They read the room.
The NHL-NHL Players’ Association relationship has not often been one associated with long-term labor peace. But faced with an unprecedented crisis in the COVID-19 pandemic, NHL commissioner Gary Bettman and NHLPA executive director Don Fehr knew this was not the time to squabble.
Et voila, about four months of intense negotiations spurred by the pause of the season on March 12, we have peace in our time: a four-year collective bargaining agreement extension through 2026 that goes hand-in-hand with the return-to-play agreement to try to complete the Stanley Cup playoffs.
“This time, Don and I both recognized labor peace was something that we couldn’t even quantify how important it was,” Bettman said Saturday on a joint NHL-NHLPA teleconference after both sides ratified the agreement on Friday. “There was enough disruption going on in the world. We didn’t need to add to it.”
Bettman’s subsequent statement that he’s “always believed labor peace is important . . . labor disruptions are just that, disruptive. You try to avoid them; sometimes you just can’t” probably should have been met with cynical guffaws. After all, under Bettman’s watch, owners’ lockouts wiped out the full 2004-05 season and limited 1994-95 and 2012-13 to 48 games.
And let’s face it, the players are giving up more under this CBA to keep the peace than the owners are, even if the players got the wanted concession of returning to Olympic participation in 2022 and 2026 for the first time since 2014. The owners, with a 50-50 split of hockey-related revenue in the current CBA that was always a bad deal for the NHLPA, could turn to the players to recoup some of their losses.
The NHL plans to play a full 82-game 2020-21 season starting Dec. 1. But there’s no guarantee that fans will be back in the stands by then.
Yet Bettman does deserve credit here for a collaborative effort with Fehr.
“We’re living in difficult times, uncertain times,” Fehr said on the same teleconference. “Nobody knows what the future would bring. This could not be normal collective bargaining.”
Fehr readily admits this is not a perfect CBA from a players’ perspective — escrow remaining the main offender — but rather an attempt to shape a long-term agreement to address what is expected to be a long-term financial impact from the pandemic.
“You have to put the game on the best possible footing to recover as quickly as possible when the economy comes back,” Fehr said. “I think we did that.”
Time, of course, will tell whether the players will grow increasingly unhappy under the CBA extension. The goal is to return the league’s revenues to the $4.8 billion that had been projected for this season but, by design, there will be little growth in the salary cap through the life of this CBA.
The salary cap will be flat next season at $81.5 million with player escrow at 20% and players also will defer 10% of their salaries for the 2020-21 season to be paid out in equal installments over three seasons beginning in 2022-23.
The net result will be a tightening of the free-agent market as cap-strapped teams are unable to offer deals to players they thought they’d be able to keep.

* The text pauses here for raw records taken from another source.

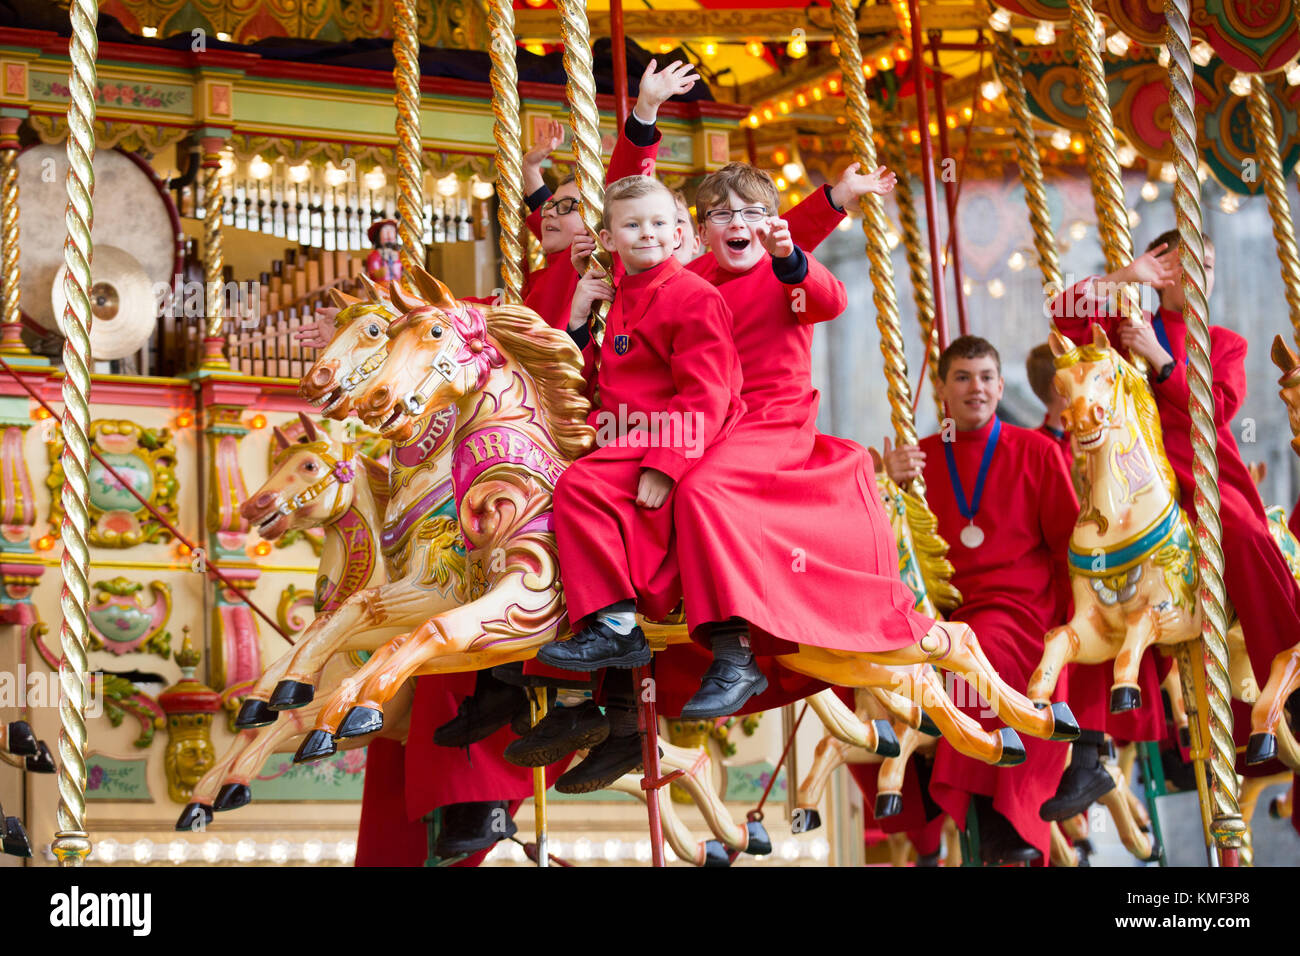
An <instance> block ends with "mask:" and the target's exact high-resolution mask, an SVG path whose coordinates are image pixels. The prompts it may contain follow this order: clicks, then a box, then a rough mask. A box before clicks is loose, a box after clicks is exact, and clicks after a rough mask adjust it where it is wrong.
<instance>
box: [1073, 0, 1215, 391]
mask: <svg viewBox="0 0 1300 956" xmlns="http://www.w3.org/2000/svg"><path fill="white" fill-rule="evenodd" d="M1070 26H1071V27H1073V29H1074V51H1075V55H1076V56H1078V62H1079V81H1080V86H1082V88H1083V100H1084V104H1086V105H1087V108H1088V176H1089V178H1091V179H1092V198H1093V202H1095V203H1096V207H1097V229H1099V232H1100V233H1101V251H1102V254H1104V255H1105V259H1106V272H1115V271H1118V269H1121V268H1122V267H1125V265H1127V264H1128V263H1131V261H1132V258H1134V241H1132V237H1131V235H1130V233H1128V208H1127V207H1126V206H1125V185H1123V181H1122V179H1121V178H1119V160H1118V159H1117V156H1115V127H1114V121H1113V120H1112V116H1110V99H1109V94H1108V91H1106V72H1105V68H1104V66H1102V61H1101V43H1100V40H1099V34H1097V14H1096V13H1095V12H1093V9H1092V0H1070ZM1192 172H1193V173H1195V172H1196V170H1195V166H1193V169H1192ZM1119 308H1121V312H1122V313H1123V315H1126V316H1128V319H1130V320H1131V321H1134V323H1141V306H1140V299H1139V297H1138V287H1136V286H1135V285H1132V284H1128V282H1126V284H1125V286H1123V287H1122V289H1121V290H1119ZM1134 364H1135V365H1138V368H1139V371H1141V372H1143V373H1145V371H1147V362H1145V360H1144V359H1141V358H1139V356H1134Z"/></svg>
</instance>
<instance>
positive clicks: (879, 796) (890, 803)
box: [875, 793, 902, 819]
mask: <svg viewBox="0 0 1300 956" xmlns="http://www.w3.org/2000/svg"><path fill="white" fill-rule="evenodd" d="M875 813H876V819H884V818H885V817H897V816H898V814H900V813H902V793H876V810H875Z"/></svg>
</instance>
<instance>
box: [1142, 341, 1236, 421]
mask: <svg viewBox="0 0 1300 956" xmlns="http://www.w3.org/2000/svg"><path fill="white" fill-rule="evenodd" d="M1245 349H1247V345H1245V339H1244V338H1242V337H1240V336H1238V334H1236V333H1235V332H1230V330H1229V329H1221V328H1212V329H1210V365H1212V367H1213V368H1212V371H1213V375H1214V378H1213V381H1212V384H1210V392H1212V393H1213V395H1214V424H1216V425H1223V424H1227V423H1229V421H1231V420H1232V419H1234V418H1235V416H1236V412H1238V411H1239V410H1240V408H1242V402H1243V401H1244V399H1245ZM1152 382H1153V384H1152V388H1153V389H1154V390H1156V395H1157V397H1158V398H1160V399H1162V401H1165V402H1173V403H1174V407H1175V408H1187V407H1190V406H1191V403H1192V390H1191V386H1190V385H1188V384H1187V365H1184V364H1183V363H1182V362H1179V363H1177V364H1175V365H1174V373H1173V375H1171V376H1169V377H1167V378H1166V380H1165V381H1162V382H1154V380H1152Z"/></svg>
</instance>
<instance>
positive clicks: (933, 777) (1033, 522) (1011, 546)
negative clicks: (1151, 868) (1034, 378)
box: [920, 419, 1079, 860]
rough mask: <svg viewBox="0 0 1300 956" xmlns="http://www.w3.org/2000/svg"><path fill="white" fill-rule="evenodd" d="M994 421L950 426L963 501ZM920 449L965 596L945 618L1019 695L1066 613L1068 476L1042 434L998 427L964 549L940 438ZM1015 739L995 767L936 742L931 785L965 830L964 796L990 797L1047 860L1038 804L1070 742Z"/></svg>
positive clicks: (981, 709) (1057, 783)
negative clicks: (975, 430)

Which is all the more reason to praise the NHLPA’s willingness to not play hardball and to work within an escrow-based system to arrive at a deal both sides could accept. We all know how out of touch Major League Baseball and its players’ union appeared as they bickered over the restart to their season. Now they face a real labor battle at the most inopportune time.
One thing the NHLPA was adamant about in negotiations was the need for medical privacy in reporting COVID-19 test results.
So while the NHL will continue to release the overall numbers in its COVID-19 testing of players, players who test positive won’t be individually identified. In an effort to reduce speculation about who may or may not have coronavirus, there will be no reporting of injuries. No more upper- or lower-body designations. If a player is not in the lineup or not at practice, he’s just not there — no explanation forthcoming.
“It was a high priority for guys, no question,” said Mathieu Schneider, the NHLPA’s special assistant to the executive director. “Guys are very sensitive to it.”
The players also were adamant about wanting to maintain the best-of-seven series format for all four rounds of the playoffs. Bettman said best-of-five series initially were discussed for the first two rounds to limit the time spent in a quarantined hub city.
“That, to me, was impressive,” Bettman said. “The integrity of the return-to-play system was paramount in everybody’s mind.”
The sides are quick to praise each other these days, a far cry from their past public differences.
Will the mutual admiration last? That’s still to be seen. Or heard. For now, though, both sides being able to read the room is enough.